Question

So, I have 9k of 1 second wav files of a person speaking. These are labeled by whether the person speaking is wearing a face mask or not. I am supposed to come up with a machine learning model to classify these criteria.

So far I tried using KNN on the mfcc feature of the audio. This gets around 56% accuracy on test data.

I also tried to convert the wav files to jpg spectograms and apply a CNN. This one gets 60% accuracy on test data.

But I don't have that much experience, I am not sure which features of audio would best help to this problem.

Also, if you could recommend a machine learning model for this particular problem.

Was it helpful?

Solution

If you have 4,500 examples of each category, you’re doing better than random guessing. This sounds like a hard problem where the examples will have only subtle differences, so that’s an accomplishment. (I assume you’re doing some kind of out-of-sample testing.) Consider how you do in classifying perhaps 20 examples of each. I would be curious to hear how you do. This is quite a different problem if you get 38/40 than 20/40.

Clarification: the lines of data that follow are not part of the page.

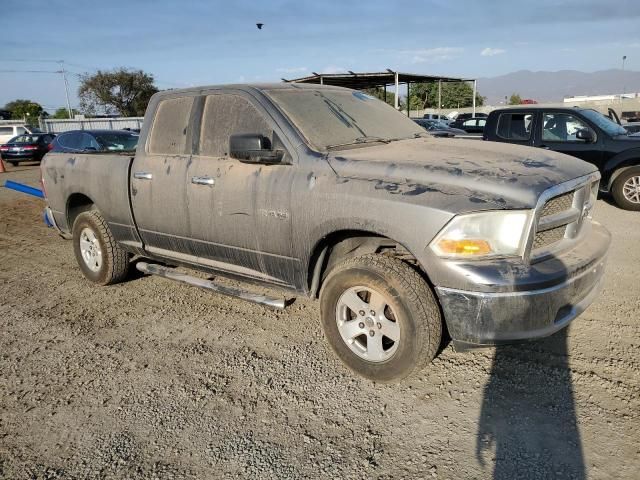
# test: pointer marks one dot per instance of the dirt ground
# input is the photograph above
(151, 379)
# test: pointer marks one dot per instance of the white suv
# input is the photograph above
(7, 132)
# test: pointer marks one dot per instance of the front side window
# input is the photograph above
(170, 125)
(561, 127)
(515, 126)
(225, 115)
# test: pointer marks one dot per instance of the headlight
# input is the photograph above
(485, 234)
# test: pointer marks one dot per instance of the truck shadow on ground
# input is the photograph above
(528, 414)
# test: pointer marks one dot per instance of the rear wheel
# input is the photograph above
(100, 258)
(380, 317)
(626, 189)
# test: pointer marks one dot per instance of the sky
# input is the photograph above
(186, 43)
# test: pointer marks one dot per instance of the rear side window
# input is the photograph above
(225, 115)
(515, 126)
(170, 125)
(71, 141)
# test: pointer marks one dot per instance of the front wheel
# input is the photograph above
(100, 258)
(626, 189)
(380, 317)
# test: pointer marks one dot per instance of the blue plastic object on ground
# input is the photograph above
(36, 192)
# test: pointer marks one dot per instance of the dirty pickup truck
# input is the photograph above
(329, 193)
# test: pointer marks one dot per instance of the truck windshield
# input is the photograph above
(335, 118)
(605, 123)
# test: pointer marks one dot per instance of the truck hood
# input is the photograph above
(501, 174)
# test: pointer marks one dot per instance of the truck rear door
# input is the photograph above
(157, 184)
(558, 132)
(239, 212)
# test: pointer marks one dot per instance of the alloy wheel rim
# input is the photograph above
(631, 189)
(368, 324)
(90, 249)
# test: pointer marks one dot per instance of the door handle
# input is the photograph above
(142, 176)
(203, 180)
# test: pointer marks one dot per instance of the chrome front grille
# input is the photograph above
(562, 216)
(542, 239)
(557, 204)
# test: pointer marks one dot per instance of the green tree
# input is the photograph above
(63, 113)
(391, 96)
(122, 91)
(454, 95)
(24, 109)
(515, 99)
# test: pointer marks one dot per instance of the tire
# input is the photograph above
(100, 258)
(407, 301)
(623, 189)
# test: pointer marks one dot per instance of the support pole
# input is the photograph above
(397, 103)
(474, 97)
(66, 88)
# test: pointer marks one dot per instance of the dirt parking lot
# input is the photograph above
(151, 379)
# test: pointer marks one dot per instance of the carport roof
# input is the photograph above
(360, 81)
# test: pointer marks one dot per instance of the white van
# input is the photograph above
(7, 132)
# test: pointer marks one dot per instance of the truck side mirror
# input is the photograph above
(253, 148)
(586, 135)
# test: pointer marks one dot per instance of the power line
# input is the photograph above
(30, 71)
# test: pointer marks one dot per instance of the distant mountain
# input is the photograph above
(554, 86)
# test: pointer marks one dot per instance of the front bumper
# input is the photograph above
(567, 285)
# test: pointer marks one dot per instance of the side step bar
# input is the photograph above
(154, 269)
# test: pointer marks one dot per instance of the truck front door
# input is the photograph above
(158, 179)
(239, 213)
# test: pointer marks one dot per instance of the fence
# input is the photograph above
(59, 126)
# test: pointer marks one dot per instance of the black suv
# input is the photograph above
(583, 133)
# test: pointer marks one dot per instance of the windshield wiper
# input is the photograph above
(360, 140)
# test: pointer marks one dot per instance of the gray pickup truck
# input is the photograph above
(329, 193)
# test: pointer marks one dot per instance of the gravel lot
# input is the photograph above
(152, 379)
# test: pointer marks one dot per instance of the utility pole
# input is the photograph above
(66, 87)
(624, 87)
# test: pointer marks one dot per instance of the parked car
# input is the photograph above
(27, 147)
(7, 132)
(468, 116)
(95, 141)
(470, 125)
(330, 193)
(438, 129)
(437, 116)
(582, 133)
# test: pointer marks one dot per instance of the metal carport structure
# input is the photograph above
(361, 81)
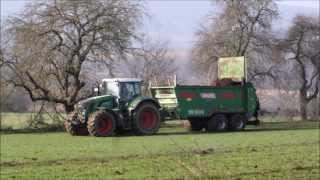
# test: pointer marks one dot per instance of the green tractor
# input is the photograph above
(118, 106)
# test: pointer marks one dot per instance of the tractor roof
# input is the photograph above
(121, 80)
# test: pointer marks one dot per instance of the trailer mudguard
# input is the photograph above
(134, 103)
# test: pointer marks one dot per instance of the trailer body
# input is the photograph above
(205, 101)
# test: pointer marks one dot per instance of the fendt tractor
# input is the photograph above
(120, 106)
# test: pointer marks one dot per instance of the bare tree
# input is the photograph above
(242, 28)
(47, 46)
(152, 62)
(302, 47)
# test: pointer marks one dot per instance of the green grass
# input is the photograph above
(272, 151)
(19, 121)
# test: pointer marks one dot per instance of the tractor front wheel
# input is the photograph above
(101, 124)
(147, 119)
(74, 126)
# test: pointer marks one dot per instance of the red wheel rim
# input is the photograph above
(148, 119)
(105, 125)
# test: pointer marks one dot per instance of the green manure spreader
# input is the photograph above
(212, 108)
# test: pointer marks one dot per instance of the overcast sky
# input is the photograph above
(177, 21)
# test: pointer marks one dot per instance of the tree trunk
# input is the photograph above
(303, 104)
(68, 108)
(318, 106)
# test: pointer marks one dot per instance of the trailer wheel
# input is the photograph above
(237, 122)
(217, 123)
(146, 119)
(196, 124)
(101, 124)
(74, 126)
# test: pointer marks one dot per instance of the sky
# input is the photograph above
(177, 21)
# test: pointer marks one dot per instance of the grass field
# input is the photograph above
(272, 151)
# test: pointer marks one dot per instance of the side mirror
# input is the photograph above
(96, 91)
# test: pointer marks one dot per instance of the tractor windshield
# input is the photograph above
(129, 89)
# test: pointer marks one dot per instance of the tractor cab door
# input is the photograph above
(129, 90)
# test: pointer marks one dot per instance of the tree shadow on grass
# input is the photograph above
(176, 129)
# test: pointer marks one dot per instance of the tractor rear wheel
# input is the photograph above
(237, 122)
(146, 119)
(74, 126)
(196, 124)
(217, 123)
(101, 124)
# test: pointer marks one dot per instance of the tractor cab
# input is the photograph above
(123, 88)
(118, 106)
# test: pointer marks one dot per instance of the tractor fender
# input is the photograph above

The way to apply a CNN, though, would be to convert to a spectrogram and then run the CNN on the spectrogram array. Converting to a literal picture is unnecessary and might harm performance. There are many ways to convert your signal to two dimensions of time-frequency space. You’ve probably tried a Fourier transform. Check out wavelets.

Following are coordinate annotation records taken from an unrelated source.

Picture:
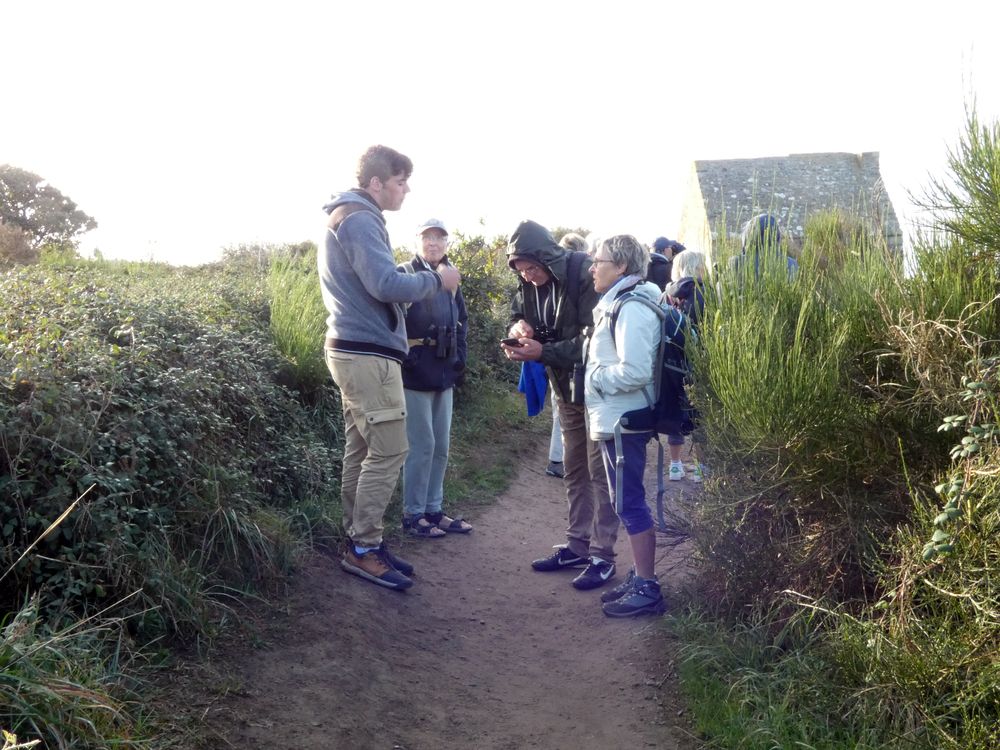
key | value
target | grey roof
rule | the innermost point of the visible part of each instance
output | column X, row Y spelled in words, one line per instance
column 794, row 186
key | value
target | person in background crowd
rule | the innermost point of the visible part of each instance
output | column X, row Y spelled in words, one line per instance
column 549, row 312
column 620, row 378
column 761, row 238
column 365, row 344
column 436, row 330
column 573, row 242
column 660, row 259
column 686, row 293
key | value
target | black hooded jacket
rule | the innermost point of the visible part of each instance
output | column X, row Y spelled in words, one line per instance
column 565, row 314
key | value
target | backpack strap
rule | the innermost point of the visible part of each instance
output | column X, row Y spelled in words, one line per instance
column 615, row 311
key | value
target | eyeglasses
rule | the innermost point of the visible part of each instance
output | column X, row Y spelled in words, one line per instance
column 529, row 270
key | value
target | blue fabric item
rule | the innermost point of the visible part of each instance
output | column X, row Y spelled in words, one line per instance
column 533, row 384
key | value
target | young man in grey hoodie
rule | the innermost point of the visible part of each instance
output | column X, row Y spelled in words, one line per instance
column 366, row 342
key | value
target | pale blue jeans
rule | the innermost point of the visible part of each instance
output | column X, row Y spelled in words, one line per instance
column 428, row 430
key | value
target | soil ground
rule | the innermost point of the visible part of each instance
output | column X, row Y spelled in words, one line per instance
column 482, row 652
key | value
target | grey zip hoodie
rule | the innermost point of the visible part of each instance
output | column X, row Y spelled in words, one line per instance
column 362, row 288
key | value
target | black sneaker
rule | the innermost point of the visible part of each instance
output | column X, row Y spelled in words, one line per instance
column 396, row 562
column 621, row 589
column 595, row 575
column 558, row 560
column 644, row 599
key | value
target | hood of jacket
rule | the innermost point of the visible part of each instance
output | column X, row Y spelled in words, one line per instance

Since you have time series data, consider recurrent neural nets and long short-term memory. These can be combined with CNN. You will find examples of CNN/LSTM code on GitHub, I’d imagine.

You have a fairly small data set, however, for deep learning approaches. Consider simpler models like logistic regression. Your in-sample performance may suffer while improving out-of-sample performance.

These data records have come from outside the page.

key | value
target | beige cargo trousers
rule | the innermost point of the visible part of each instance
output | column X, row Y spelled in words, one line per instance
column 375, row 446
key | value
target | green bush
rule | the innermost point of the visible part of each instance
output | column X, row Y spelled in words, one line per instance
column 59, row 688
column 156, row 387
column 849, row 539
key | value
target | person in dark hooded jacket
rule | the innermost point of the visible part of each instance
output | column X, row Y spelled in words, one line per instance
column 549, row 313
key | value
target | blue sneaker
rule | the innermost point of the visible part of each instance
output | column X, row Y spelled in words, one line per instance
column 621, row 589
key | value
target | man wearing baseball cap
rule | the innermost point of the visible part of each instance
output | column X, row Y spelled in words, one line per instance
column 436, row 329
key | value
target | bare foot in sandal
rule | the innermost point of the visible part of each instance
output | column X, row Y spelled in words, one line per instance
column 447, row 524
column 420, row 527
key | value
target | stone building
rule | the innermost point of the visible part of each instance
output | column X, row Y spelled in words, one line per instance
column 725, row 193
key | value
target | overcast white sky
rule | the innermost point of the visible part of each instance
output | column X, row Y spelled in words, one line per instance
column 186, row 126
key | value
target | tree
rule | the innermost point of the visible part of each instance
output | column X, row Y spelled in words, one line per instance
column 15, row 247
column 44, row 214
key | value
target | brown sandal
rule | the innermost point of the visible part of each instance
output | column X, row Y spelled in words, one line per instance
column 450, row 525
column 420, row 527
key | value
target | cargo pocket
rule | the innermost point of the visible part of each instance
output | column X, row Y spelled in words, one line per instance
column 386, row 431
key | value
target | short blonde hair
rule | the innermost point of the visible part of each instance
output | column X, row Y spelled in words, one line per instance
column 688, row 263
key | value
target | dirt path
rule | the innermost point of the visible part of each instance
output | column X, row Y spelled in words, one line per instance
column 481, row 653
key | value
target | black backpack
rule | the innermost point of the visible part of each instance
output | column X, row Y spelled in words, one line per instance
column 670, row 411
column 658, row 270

Finally, consider a proper scoring rule like Brier score. Frank Harrell has written much about this on the statistics Stack, Cross Validated. Shamelessly, I will mention that you may be interested in a question of mine on CV where I somewhat challenge the idea of proper scoring rules when there is a hard decision to be made: https://stats.stackexchange.com/questions/464636/proper-scoring-rule-when-there-is-a-decision-to-make-e-g-spam-vs-ham-email. My example comes from NLP, but there could be a speech situation (say text dictation, where, at some point, you have to decide to print “dad” or “bad” or “bicycle”).

OTHER TIPS

Some recommendations based on what I've done. Here is a useful tutorial, which explains how to implement a CNN for wav files.

https://medium.com/gradientcrescent/urban-sound-classification-using-convolutional-neural-networks-with-keras-theory-and-486e92785df4.

In my case, it was overfitting and I wasn't able to fix that.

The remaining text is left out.